Most people do not realize that not only is there a specialized nonimmigrant visa for a successful alien athlete – it is class P 1 – but there is a slightly different one for that athlete's "Essential Support Personnel."
Clearly that alien boxer needs a cut man in his corner who speaks his own language; and that tennis player needs, similarly, a fitness coach that she knows, trusts, and can communicate with. So, with the public interest hanging in the balance, the P-1S ("S" for support) visa was born. It is different from the P-1A for the individual athlete.
But just creating that visa, something done years ago, is clearly not enough. We must figure out the length of time that it is valid. This is a problem because there are different rules for the star (P-1A) and for the subordinate (P-1S). The star gets an initial visa for one year, but if the activity is ongoing for a longer time, it can be extended for as much as two five-year periods (which might just outlast the athlete's fleeting years of fame.)
Apparently there used to be some uncertainty of how long the subordinate could stay in the country when the star had one of those extensive nonimmigrant visas. With that burning question in mind, USCIS has just issue a Policy Alert (AFM PA-2018-03) stating:
Therefore, while the initial validity period of a P-1 petition for essential support personnel is limited to 1 year or less, the validity period of an extension of stay of essential support personnel of a P-1A individual athlete may thereafter exceed one year, provided (1) the purpose is to continue or complete the same event or activity for which they were admitted, and (2) it does not exceed the period of time necessary to complete the event, not to exceed 5 years, or a total period of stay of 10 years.
So that personal trainer, or the cut man, provided all the specifications are met, can linger in the U.S. for up to ten full years. That must be comforting to the star to know that she can have an indentured alien worker of her choice for up to a decade.

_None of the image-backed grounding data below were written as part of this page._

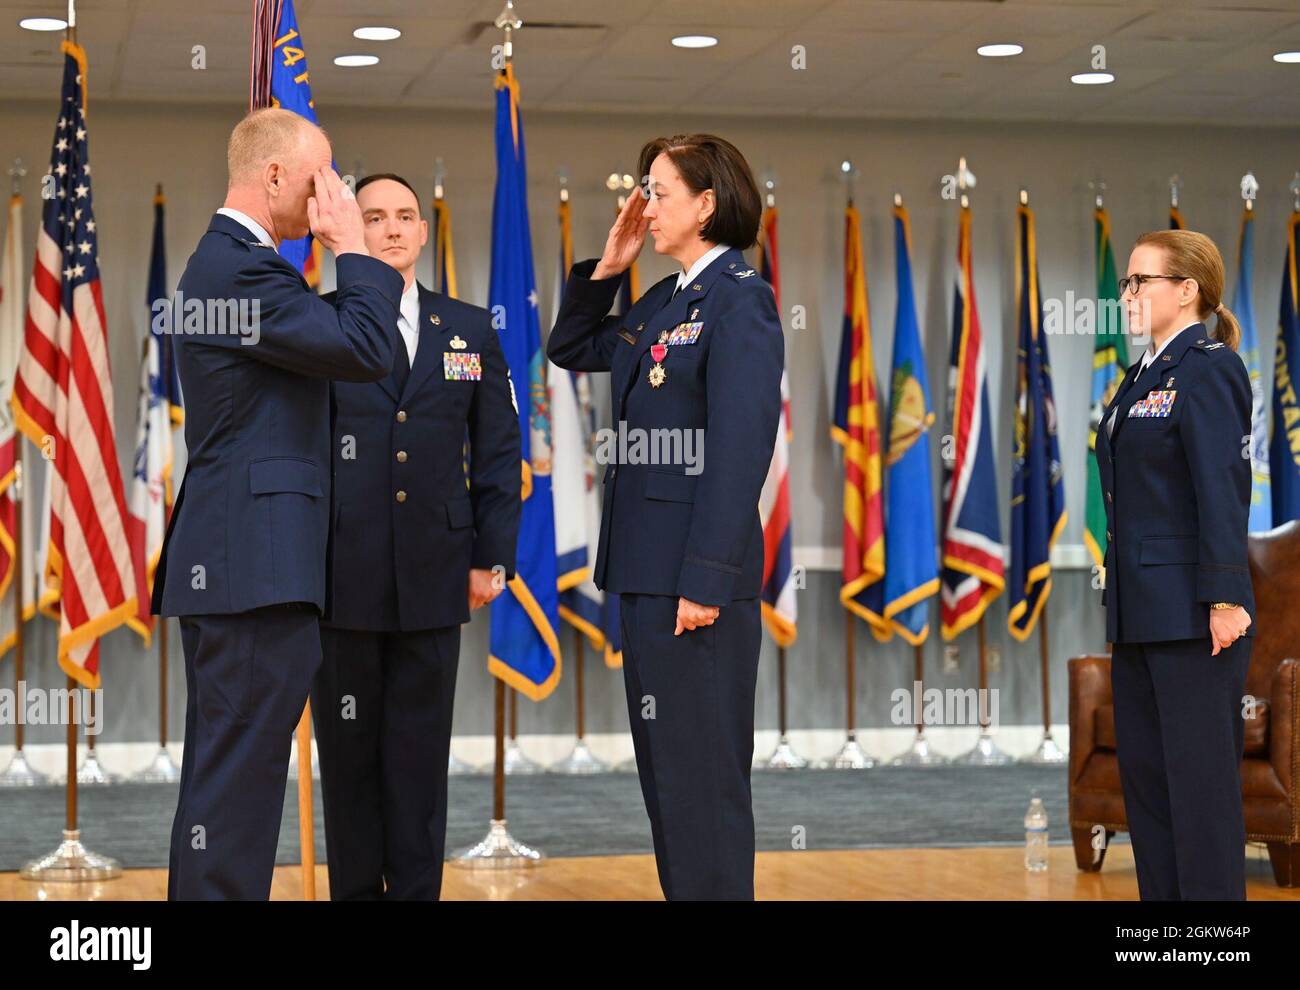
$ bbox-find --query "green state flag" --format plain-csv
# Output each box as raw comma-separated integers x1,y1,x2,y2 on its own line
1086,207,1130,569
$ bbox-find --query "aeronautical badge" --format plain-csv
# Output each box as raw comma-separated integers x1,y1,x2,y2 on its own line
444,351,482,381
449,334,466,349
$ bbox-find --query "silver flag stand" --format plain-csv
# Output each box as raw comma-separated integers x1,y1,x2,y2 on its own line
21,829,120,882
952,616,1014,765
1021,605,1066,764
451,675,544,870
822,614,875,768
502,690,544,774
889,646,949,766
551,633,609,774
757,647,808,769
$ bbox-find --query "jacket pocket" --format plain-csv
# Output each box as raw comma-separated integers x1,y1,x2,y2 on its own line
1139,535,1198,565
249,457,323,496
644,470,698,503
445,495,474,529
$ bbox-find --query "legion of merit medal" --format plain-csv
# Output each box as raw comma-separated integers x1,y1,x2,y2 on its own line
648,342,667,388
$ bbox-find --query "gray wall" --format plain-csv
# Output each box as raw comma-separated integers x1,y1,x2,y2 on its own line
2,98,1297,744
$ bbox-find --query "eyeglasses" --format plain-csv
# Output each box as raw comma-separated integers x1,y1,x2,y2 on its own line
1118,273,1189,296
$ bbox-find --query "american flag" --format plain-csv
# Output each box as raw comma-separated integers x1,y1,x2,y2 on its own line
11,42,137,688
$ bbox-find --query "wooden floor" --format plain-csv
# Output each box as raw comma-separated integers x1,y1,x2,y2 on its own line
1,842,1295,900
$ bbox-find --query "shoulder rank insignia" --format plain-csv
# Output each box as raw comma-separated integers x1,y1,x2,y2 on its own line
449,334,467,350
730,268,756,279
1204,341,1225,350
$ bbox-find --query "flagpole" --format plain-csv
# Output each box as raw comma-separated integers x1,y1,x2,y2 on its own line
452,0,544,868
0,436,48,787
827,161,873,771
20,0,124,883
134,285,183,785
949,163,1011,767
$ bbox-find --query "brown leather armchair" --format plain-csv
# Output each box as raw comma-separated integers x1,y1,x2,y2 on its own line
1068,521,1300,886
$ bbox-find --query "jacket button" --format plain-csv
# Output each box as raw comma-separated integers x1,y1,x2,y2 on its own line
1106,491,1112,503
396,450,407,463
396,410,407,423
1107,529,1112,541
395,490,407,503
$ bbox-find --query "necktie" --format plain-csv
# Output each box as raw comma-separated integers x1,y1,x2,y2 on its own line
393,315,412,393
670,280,683,302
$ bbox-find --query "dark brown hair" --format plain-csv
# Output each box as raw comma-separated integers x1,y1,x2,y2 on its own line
637,134,762,250
356,172,421,213
1133,228,1240,350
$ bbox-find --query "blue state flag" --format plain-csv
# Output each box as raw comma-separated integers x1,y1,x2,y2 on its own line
881,205,938,644
1233,208,1271,530
1271,211,1300,525
1007,201,1066,641
264,0,322,285
488,64,561,700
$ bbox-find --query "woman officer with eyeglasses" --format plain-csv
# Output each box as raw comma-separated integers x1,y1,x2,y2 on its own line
1095,228,1255,900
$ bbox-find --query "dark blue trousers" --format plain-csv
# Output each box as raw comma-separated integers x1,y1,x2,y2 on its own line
1111,636,1251,900
619,593,761,900
168,604,322,900
311,625,461,900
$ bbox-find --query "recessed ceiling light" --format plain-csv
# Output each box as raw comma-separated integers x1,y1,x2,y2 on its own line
977,43,1022,57
353,26,401,42
1071,71,1115,85
672,35,718,49
1274,51,1300,63
334,54,380,67
19,17,68,31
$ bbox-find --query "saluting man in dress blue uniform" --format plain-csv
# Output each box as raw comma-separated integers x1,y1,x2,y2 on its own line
548,134,783,900
1095,228,1256,900
311,174,520,900
152,109,403,900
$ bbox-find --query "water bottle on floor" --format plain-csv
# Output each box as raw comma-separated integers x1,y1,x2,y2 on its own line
1024,793,1048,872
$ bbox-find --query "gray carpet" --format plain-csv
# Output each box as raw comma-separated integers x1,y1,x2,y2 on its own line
0,765,1108,871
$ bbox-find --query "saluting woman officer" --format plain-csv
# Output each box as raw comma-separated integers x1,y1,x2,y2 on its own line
547,134,783,900
1096,228,1255,900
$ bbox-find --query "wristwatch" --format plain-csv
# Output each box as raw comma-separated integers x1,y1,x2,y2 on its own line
1210,602,1240,610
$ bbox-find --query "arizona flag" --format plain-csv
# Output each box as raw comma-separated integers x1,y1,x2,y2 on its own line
831,203,886,637
251,0,323,286
126,189,182,644
940,202,1004,639
1233,206,1271,531
756,203,796,647
1271,211,1300,524
11,42,138,688
880,203,939,644
487,64,561,700
1007,200,1066,641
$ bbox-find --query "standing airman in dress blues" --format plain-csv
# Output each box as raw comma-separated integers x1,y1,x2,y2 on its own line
1096,229,1256,900
311,174,521,900
154,110,403,900
548,134,783,900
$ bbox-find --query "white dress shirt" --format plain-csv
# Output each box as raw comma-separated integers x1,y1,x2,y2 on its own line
674,243,731,296
1107,320,1199,438
216,207,275,248
396,280,420,367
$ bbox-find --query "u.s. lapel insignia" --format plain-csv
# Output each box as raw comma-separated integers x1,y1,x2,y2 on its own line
449,334,467,350
430,314,441,326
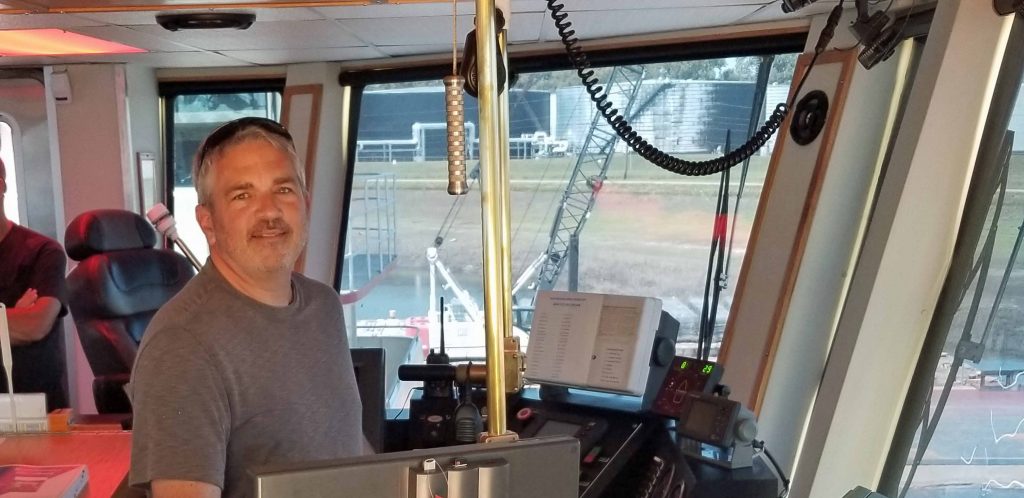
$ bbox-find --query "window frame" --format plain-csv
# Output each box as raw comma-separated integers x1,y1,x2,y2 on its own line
332,32,810,291
0,114,26,225
878,14,1024,496
158,78,286,215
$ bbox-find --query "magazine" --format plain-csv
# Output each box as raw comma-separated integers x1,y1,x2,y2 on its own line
0,464,88,498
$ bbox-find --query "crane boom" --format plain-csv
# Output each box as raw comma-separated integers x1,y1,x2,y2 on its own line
532,65,647,294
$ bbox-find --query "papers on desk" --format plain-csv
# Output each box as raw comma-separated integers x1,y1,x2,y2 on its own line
0,464,88,498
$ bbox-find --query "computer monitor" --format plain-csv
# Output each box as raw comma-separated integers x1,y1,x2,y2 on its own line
252,436,580,498
350,347,386,453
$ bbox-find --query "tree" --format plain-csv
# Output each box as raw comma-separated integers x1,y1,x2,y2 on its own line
719,55,799,83
722,56,763,82
514,68,613,91
175,93,269,112
654,59,727,80
770,54,799,84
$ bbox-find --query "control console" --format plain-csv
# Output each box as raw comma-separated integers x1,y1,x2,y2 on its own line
650,356,722,418
509,393,656,498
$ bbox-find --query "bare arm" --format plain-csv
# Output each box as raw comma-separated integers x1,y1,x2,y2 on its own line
151,479,221,498
14,288,37,308
4,296,61,345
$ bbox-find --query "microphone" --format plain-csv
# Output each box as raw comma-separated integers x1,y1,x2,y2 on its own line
146,203,203,272
444,74,469,195
453,368,482,444
453,396,482,444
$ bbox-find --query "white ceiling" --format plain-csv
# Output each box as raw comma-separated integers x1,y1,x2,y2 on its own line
0,0,917,68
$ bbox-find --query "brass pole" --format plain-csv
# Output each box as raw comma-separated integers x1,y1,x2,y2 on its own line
496,28,525,395
497,28,513,340
474,0,508,438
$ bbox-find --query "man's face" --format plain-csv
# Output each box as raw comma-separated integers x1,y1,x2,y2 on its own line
196,139,308,277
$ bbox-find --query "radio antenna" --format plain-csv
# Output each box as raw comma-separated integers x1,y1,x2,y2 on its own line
439,296,447,356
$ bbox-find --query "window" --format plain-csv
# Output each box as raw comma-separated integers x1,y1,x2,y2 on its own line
162,85,283,262
0,119,18,224
342,53,798,408
887,29,1024,497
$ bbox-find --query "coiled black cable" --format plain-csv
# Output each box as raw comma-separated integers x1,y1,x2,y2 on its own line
545,0,841,177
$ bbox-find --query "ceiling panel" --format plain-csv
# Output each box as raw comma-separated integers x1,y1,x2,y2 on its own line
74,50,248,66
222,46,383,65
737,1,837,23
509,0,551,12
335,11,546,44
0,50,243,67
0,12,102,28
313,3,476,20
738,0,920,24
71,24,201,52
539,5,763,41
508,11,545,42
336,14,475,46
132,19,365,50
3,0,359,9
0,0,904,68
70,6,325,25
375,43,450,57
550,0,771,10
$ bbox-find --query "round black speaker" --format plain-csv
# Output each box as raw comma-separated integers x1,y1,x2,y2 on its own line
790,90,830,146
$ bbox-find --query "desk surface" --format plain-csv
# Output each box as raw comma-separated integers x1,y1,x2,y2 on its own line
0,431,132,498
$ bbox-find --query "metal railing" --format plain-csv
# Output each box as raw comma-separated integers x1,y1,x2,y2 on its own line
342,173,397,292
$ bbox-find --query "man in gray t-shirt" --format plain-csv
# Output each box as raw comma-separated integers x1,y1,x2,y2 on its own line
129,117,367,498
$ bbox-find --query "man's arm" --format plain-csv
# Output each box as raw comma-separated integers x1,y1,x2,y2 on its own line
152,479,221,498
14,288,37,308
4,296,61,345
6,240,67,345
130,328,230,495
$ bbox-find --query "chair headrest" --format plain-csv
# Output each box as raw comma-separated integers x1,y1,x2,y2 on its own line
67,250,194,318
65,210,158,261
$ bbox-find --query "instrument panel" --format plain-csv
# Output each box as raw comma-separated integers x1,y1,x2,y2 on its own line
509,393,655,498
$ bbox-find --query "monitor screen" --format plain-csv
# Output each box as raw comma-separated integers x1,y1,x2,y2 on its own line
684,399,719,437
350,348,386,453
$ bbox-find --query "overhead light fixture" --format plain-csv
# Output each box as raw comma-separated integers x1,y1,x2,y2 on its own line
781,0,819,13
0,29,146,56
156,12,256,32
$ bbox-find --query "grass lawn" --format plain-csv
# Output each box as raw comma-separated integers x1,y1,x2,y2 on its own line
348,152,1024,341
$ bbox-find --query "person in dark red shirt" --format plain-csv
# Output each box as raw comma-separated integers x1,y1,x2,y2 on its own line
0,157,69,410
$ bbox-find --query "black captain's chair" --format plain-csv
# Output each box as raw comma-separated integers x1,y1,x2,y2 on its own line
65,209,194,413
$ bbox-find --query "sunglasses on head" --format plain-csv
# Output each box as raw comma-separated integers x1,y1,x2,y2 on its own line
196,117,293,167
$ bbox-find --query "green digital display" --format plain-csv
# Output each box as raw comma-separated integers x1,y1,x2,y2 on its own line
679,359,715,375
654,356,723,418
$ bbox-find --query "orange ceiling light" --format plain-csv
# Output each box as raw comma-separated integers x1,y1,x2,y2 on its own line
0,29,146,56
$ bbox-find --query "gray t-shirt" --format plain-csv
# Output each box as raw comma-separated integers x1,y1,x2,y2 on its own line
129,262,365,498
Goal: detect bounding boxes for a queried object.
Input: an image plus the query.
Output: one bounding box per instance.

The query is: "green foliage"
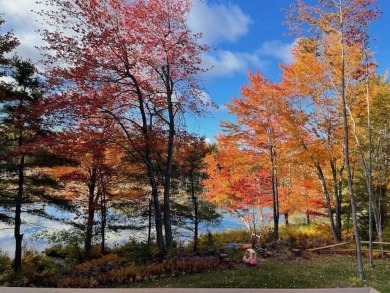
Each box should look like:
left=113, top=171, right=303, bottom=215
left=172, top=200, right=222, bottom=231
left=40, top=229, right=84, bottom=263
left=383, top=219, right=390, bottom=240
left=113, top=241, right=152, bottom=264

My point is not really on the substance of this issue, which is probably reasonably rare, particularly in the second five years. Instead, the issue is the DHS staff time expended on its writing the draft, probably re-writing it more than once, and then shepherding it through the various clearance processes. That time could have been spent – in an understaffed and stretched agency – on something more useful to the rest of us. But it was not.